I would hold that taxpayers have standing to challenge the legality of a street vacation where a city or town has enacted an ordinance pursuant to RCW 35.79.030 which provides that compensation shall be paid to the city or town by the abutting landowners before the street is vacated. However, while Appellants have standing to bring suit, they are not entitled to relief because, as of this point in time, the City has not violated its ordinance, SMC 15.62.090.

.Guy, J., concurs with Madsen, J.

SMC 15.62.090(B) allows conveyance of other property to the City in lieu of this payment.

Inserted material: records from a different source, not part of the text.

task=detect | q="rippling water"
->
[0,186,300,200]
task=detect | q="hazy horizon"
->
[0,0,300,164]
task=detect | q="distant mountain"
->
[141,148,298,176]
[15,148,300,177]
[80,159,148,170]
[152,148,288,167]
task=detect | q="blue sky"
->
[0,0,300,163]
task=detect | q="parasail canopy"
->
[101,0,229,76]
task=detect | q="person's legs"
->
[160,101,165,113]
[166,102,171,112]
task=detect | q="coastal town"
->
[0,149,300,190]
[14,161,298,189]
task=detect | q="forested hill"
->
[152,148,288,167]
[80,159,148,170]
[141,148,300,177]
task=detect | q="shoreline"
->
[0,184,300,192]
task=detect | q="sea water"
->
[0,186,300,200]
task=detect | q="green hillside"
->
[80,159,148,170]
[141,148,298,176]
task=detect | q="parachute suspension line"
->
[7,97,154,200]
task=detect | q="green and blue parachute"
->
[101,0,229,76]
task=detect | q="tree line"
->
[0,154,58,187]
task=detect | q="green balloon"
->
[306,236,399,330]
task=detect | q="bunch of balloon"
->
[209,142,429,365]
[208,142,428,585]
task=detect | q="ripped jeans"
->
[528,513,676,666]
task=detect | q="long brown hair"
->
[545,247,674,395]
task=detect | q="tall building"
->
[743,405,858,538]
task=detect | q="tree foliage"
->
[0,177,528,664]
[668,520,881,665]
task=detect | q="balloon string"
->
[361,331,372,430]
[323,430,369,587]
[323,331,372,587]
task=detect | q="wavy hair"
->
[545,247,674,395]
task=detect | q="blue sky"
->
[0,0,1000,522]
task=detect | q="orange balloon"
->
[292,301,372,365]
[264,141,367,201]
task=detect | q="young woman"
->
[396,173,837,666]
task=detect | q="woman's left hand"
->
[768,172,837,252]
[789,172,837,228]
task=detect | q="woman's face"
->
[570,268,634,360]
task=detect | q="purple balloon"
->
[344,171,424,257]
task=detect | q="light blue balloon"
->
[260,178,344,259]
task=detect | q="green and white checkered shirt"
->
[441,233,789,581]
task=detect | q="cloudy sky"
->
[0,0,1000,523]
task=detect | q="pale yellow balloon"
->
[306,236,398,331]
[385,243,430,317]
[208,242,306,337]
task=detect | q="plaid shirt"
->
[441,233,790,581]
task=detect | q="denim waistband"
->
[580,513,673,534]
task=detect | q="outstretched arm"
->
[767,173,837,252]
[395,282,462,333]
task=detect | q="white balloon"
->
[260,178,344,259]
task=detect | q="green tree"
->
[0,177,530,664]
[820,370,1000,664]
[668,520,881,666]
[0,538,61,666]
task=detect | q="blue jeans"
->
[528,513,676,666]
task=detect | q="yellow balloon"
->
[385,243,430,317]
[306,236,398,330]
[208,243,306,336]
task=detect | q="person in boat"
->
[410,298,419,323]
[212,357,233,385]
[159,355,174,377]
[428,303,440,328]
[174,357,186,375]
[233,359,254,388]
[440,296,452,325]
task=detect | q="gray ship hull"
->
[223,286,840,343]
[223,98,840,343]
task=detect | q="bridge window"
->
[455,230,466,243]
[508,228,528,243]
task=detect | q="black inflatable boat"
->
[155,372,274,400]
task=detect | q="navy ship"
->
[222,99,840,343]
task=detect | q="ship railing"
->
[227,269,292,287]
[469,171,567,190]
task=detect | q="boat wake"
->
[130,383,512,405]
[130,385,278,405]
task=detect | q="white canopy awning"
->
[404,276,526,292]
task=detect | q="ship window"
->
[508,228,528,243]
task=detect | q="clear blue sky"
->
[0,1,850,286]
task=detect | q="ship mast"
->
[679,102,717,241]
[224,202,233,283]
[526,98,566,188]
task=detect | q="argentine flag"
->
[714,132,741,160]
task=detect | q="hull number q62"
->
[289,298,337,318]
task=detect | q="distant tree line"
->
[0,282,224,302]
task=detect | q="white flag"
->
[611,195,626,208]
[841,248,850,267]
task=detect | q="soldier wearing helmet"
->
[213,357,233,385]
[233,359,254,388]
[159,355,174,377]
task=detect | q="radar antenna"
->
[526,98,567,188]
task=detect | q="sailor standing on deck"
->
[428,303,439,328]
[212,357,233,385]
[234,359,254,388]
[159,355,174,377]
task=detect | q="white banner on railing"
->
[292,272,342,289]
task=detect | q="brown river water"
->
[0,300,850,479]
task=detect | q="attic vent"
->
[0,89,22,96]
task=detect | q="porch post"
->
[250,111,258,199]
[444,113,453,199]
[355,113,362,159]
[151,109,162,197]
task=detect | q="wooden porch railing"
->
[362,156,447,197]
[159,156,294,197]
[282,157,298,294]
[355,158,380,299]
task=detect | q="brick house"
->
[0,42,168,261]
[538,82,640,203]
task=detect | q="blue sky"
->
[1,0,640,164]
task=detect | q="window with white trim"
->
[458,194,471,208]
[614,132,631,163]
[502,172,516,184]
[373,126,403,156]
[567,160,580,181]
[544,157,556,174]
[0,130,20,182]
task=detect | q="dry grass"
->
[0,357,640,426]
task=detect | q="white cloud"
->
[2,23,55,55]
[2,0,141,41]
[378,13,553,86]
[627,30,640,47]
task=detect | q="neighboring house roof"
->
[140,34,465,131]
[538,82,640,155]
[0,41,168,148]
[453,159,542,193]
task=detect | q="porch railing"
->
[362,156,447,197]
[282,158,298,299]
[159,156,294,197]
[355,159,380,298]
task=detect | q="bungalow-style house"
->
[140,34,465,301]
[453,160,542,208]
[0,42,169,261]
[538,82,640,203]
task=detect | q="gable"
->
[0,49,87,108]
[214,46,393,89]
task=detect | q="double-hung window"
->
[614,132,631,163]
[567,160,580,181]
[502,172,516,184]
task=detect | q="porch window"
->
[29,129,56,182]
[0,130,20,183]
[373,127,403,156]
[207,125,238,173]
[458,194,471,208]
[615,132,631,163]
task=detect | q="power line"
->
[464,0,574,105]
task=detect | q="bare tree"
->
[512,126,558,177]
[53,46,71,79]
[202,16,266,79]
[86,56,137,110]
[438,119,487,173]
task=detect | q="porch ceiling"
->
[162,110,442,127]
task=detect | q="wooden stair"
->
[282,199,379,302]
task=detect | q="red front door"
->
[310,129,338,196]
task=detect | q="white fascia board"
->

The 1980 contract, also relied upon by the City, is irrelevant to this action because it expired by its own terms before the present dispute arose and it does not pertain to the proposed street vacations at issue in this case.

I express no opinion at this point as to the outcome if the City, in the future, attempts to suspend operation of SMC 15.62.090 by ordinance. An opinion on this issue, at this time, by this court, would be a prohibited advisory opinion. See Walker v. Munro, 124 Wn.2d 402, 411-12, 879 P.2d 920 (1994); Diversified Indus. Dev. Corp. v. Ripley, 82 Wn.2d 811, 815, 514 P.2d 137 (1973).